Wednesday 17 December 2014

dogs to protect bandicoots

The Age newspaper recently had an article about a program hoping to train Maremmas to keep predators away from eastern barred bandicoots. These bandicoots are extinct in the wild, and previous release programs have been disappointing, because foxes and cats had killed many of the native animals when they were restored to their natural habitats after being bred in zoos.

Apparently the maremma pups will initially sleep with bandicoot bedding. The photo accompanying the article shows a dog with a toy bandicoot. Cute!

An interesting aspect of the program is that the dogs need to learn which animals are 'friends' - e.g. kangaroos - as well as which ones are a danger to their proteges.

Sounds like a great idea. Donations can be made here, if you wish to help out.

I've blogged in the past about dogs helping to conserve the spotted quoll and hunting enemies of penguins.

Aren't dogs wonderful?

Tuesday 16 December 2014

dogs and sticks

We went for a walk early in the day yesterday, to get away from the hubbub of renovations at home, and to get some exercise before the day's heat built up.

Penny had a swim to collect a stick we had thrown into the Yarra, and subsequently proudly carried her trophy as she walked. I'd have preferred if she had carried it in a safer manner, not sticking out of her mouth like a cigar.


We thought it was a rather nice stick, but when we saw this dog, we realised Penny is just an amateur in the stick-carrying stakes. (In this photo he has put it down to re-arrange it in his mouth, but I can assure you that he was really carrying it along the path.)







Monday 15 December 2014

Penny and the renovations

Life has been out of kilter  for Penny lately, because we're renovating our laundry and bathrooms. With stuff piled up in boxes all around the house, it's hard to get through a normal day, but as much as possible we have maintained Penny's daily schedule. Fortunately, we never did have a strict routine, so Penny has adapted well to irregular meals and to having doors shut so that she can't access one wing of the house.

A dog wandered into our front yard the other day and the builders collected him before he could roam further. The dog had got out of his own home because that family, also, was renovating, and their builders had left a gate open. This has made us even more careful to check where Penny is at all times. Fortunately, we have dog-aware men working for us, and we also have the advantage that our home is L-shaped and we can close off one end of the house.

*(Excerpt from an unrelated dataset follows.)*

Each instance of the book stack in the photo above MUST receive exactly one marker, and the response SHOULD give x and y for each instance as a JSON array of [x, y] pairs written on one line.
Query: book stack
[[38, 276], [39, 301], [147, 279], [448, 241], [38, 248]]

Penny is feeling the heat as summer closes in, so we've had her clipped. I think she looks lovely. I'm hoping that she might like to sleep on the cool tiles of the new bathroom floors, but so far she refuses to set foot on the tiles. We'll see how she goes when the work is completed and it's clean and quiet in there.

I think we'd have to be careful of her sleeping on those tiles, though, because she is somewhat arthritic. On the other hand, on warm nights she sleeps on the parquetry floors with no cushions under her.

Friday 12 December 2014

do dogs go to heaven?

No one who lives with a dog could doubt dogs have feelings, but some doubt they have a soul.

So I was interested to read this report in the New York Times about what Pope Francis said recently to a grieving little boy whose dog had died. Reportedly the Pope said, 'Paradise is open to all of God's creatures.'

The implications if we believe this are huge, in terms of how we deal with other species. I guess it doesn't automatically suggest we should be vegans - though I know some would think so - but at the very least it directs us to deal ethically with animals under our control.

I hate the exporting of live sheep from Australia to other countries.

I hate the torturing of chickens in cages.

I hate the evil treatment of sows in sow pens

I hate...

Oh, there are so many practices that I could now regard as not only disturbing, but as a sin against God's creatures.